Remember the quip that if you’re young and not liberal you don’t have a heart; or, conversely, if you’re old and not conservative you don’t have a brain.
Could there be a more confounding validation of this age-old perspective than the across-generational appeal of Bernie Sanders? It’s as though researchers decided to use a statistical outlier to prove their hypothesis.
A USA Today article on February 8 began: “Sen. Bernie Sanders has already shown he’s a hit with young voters, but the 74-year-old Vermont independent will have to work to win over his contemporaries.”
In Iowa Sanders earned the support of a remarkable 84 percent of voters 17 to 29 years old. The more conservative and establishment Clinton, on the other hand, bested Sanders by 69 percent to 26 percent among voters 65 and older.
Clinton’s spin machine is quick to exploit polls and anecdotal comments of older voters who think that while Sanders’ populist promises are good ideas, they’re not achievable.
Yet, it’s not as though today’s older adults are unfamiliar with progressive ideologies. Decades ago many supported the candidacies of RFK, George McGovern and Eugene McCarthy. Nowadays, however, this cohort leans toward pragmatism rather than idealism. The change of heart could be attributed to life experience and accrued wisdom, or perhaps just impatience and intolerance with pie-in-the-sky promises.

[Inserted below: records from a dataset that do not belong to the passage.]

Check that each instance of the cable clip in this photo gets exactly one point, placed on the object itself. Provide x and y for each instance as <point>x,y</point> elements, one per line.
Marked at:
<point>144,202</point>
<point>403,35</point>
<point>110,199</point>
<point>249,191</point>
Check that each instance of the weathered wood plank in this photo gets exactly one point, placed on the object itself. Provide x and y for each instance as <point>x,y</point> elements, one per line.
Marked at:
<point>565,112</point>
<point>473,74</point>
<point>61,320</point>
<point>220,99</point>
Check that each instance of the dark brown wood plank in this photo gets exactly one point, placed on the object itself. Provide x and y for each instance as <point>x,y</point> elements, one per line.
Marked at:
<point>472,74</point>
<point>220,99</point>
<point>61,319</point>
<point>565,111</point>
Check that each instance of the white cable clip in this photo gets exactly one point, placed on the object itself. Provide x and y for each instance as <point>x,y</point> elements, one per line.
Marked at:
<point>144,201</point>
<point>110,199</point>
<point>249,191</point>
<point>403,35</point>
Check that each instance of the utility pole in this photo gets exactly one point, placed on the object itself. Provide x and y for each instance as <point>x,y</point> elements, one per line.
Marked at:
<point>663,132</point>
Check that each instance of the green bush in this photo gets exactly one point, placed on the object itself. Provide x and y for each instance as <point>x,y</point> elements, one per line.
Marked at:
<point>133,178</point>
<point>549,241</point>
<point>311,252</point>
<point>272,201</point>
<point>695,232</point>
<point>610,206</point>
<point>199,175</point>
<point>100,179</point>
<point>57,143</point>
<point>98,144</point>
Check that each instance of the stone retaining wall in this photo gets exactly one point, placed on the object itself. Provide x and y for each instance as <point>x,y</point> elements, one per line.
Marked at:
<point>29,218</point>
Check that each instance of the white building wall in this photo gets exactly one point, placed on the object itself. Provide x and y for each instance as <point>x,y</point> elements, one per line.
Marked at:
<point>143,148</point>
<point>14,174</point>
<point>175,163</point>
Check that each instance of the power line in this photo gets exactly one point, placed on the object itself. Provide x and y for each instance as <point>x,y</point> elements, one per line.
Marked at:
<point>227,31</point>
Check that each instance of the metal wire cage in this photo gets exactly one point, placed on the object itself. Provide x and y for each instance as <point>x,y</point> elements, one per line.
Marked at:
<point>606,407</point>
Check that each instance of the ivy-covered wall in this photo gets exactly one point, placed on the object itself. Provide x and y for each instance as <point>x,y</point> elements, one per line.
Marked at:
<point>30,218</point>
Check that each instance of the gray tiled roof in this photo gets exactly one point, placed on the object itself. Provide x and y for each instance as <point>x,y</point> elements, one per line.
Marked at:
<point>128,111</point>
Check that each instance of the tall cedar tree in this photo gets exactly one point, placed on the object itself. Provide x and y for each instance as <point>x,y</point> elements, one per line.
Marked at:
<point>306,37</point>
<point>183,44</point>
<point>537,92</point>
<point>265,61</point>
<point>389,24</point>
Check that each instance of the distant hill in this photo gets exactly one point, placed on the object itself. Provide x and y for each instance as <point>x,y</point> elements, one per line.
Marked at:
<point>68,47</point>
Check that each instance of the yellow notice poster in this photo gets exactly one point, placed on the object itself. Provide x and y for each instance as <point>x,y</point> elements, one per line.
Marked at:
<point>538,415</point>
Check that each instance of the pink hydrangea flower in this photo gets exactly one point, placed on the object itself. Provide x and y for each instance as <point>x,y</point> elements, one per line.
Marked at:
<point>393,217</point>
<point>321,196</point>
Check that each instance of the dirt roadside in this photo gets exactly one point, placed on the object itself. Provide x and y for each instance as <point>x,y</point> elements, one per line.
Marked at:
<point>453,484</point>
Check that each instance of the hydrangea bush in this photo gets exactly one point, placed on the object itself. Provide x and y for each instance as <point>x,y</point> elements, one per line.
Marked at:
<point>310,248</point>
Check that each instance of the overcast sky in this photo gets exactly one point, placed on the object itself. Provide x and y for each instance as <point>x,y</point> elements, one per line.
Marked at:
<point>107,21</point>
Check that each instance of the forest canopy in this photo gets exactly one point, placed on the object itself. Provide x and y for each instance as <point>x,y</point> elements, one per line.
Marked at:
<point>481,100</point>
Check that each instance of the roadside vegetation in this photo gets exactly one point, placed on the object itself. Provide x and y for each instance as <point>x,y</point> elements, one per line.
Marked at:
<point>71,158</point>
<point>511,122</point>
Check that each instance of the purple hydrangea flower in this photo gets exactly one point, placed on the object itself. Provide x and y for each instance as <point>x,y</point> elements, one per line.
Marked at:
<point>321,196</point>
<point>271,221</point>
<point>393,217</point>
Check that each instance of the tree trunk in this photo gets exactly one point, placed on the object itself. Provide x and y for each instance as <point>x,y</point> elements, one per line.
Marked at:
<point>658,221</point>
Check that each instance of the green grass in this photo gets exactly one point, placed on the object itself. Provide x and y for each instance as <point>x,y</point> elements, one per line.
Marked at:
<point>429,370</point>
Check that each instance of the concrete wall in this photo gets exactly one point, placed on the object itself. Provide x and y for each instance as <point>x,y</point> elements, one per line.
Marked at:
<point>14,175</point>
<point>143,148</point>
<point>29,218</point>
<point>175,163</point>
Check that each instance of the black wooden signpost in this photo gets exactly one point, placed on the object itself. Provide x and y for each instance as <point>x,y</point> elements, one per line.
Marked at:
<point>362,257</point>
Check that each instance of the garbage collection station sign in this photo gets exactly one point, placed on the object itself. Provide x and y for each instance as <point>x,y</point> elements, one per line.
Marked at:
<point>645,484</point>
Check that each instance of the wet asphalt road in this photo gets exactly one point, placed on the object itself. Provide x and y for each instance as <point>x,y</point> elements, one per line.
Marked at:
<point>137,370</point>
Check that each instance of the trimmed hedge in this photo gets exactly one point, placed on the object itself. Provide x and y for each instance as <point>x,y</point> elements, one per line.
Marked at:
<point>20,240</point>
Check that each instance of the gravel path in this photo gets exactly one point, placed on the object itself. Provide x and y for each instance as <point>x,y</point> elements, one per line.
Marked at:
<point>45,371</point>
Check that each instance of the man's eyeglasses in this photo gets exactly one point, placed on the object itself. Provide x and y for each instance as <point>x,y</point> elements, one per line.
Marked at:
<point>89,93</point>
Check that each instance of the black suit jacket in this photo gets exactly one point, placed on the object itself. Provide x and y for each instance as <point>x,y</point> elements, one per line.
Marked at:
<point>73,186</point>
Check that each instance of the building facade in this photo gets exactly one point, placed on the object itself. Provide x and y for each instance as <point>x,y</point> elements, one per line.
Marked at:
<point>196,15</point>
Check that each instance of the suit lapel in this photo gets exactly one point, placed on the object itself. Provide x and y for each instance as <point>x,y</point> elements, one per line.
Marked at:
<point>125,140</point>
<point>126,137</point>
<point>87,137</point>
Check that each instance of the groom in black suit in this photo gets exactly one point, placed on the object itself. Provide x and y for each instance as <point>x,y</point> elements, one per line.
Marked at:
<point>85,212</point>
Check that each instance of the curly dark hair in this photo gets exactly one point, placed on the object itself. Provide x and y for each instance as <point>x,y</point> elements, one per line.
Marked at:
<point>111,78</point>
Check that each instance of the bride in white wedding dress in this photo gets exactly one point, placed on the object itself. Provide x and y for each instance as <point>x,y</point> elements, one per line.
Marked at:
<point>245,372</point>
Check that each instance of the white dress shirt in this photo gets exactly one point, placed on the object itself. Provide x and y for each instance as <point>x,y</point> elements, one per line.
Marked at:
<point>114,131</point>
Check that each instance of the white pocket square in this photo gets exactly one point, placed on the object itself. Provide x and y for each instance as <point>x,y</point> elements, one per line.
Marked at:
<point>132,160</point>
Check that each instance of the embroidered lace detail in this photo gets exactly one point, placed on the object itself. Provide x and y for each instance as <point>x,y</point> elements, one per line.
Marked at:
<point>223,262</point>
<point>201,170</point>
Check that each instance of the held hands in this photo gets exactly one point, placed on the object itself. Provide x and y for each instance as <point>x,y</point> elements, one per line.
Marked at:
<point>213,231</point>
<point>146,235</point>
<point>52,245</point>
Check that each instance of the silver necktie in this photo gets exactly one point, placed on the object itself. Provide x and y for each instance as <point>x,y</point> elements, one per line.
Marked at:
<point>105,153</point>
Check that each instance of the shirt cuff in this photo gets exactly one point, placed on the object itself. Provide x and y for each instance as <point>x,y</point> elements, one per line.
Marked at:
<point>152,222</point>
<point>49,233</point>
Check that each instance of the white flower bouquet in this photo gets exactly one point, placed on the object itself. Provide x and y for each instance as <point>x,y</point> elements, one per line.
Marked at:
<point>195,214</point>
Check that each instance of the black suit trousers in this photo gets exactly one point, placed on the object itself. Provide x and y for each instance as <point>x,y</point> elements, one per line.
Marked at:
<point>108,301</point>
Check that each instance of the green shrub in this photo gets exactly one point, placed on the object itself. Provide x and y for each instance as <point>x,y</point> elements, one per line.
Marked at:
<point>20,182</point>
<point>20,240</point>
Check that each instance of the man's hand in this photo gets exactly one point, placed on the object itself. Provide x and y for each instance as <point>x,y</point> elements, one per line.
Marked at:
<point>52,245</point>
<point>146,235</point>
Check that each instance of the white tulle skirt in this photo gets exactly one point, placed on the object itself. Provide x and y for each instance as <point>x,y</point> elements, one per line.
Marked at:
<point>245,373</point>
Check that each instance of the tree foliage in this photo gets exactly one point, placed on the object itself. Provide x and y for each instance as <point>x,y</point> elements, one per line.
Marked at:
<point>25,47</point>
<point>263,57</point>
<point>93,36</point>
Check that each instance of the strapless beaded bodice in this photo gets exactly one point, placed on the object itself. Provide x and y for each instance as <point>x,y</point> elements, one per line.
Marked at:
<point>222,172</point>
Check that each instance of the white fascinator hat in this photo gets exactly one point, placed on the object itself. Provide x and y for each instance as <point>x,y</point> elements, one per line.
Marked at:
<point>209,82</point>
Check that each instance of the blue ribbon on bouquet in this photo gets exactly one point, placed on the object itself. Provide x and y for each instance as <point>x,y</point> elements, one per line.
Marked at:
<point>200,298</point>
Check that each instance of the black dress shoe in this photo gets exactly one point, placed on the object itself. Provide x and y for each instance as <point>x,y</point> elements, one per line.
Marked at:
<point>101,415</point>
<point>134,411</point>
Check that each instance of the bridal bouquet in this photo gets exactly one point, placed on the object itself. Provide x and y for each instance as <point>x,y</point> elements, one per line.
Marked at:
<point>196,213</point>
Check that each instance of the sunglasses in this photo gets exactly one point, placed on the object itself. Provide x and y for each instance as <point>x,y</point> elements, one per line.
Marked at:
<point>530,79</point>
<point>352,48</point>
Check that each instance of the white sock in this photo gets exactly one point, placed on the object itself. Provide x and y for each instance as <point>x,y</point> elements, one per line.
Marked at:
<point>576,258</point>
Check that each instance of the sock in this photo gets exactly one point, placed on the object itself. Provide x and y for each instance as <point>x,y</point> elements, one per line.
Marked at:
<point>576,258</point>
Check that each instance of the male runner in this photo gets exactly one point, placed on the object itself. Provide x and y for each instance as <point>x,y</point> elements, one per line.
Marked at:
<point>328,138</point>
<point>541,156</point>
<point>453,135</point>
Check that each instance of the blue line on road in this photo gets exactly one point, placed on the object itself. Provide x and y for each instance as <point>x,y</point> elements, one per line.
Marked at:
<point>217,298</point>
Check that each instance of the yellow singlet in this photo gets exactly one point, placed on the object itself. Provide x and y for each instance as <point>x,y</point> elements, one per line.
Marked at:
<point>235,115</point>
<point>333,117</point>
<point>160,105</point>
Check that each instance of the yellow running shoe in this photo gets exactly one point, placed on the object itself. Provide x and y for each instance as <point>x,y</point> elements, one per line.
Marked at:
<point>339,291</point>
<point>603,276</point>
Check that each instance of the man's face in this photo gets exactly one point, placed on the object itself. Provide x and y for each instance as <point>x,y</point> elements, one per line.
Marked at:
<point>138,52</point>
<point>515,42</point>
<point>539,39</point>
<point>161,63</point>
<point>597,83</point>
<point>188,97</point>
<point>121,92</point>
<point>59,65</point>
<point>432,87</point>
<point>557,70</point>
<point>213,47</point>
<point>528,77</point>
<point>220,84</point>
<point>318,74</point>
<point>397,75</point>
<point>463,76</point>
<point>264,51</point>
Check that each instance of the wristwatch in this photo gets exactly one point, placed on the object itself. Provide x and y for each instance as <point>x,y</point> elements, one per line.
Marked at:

Sanders expects his early primary successes will help establish him a serious alternative, with a “much bigger target universe in terms of voters,” said Tad Devine, his senior media advisor. “We think seniors are going to be a big part of that.”
Sanders defends his voting record on Medicare and Social Security and says he’s “going to focus on senior issues.” In spite of these positions, skeptical older adults might see him as a wolf in sheep’s clothing. After all, Justin Bieber could croon like Frank Sinatra all day long, but don’t expect anyone over 65, with a brain, to buy his shtick.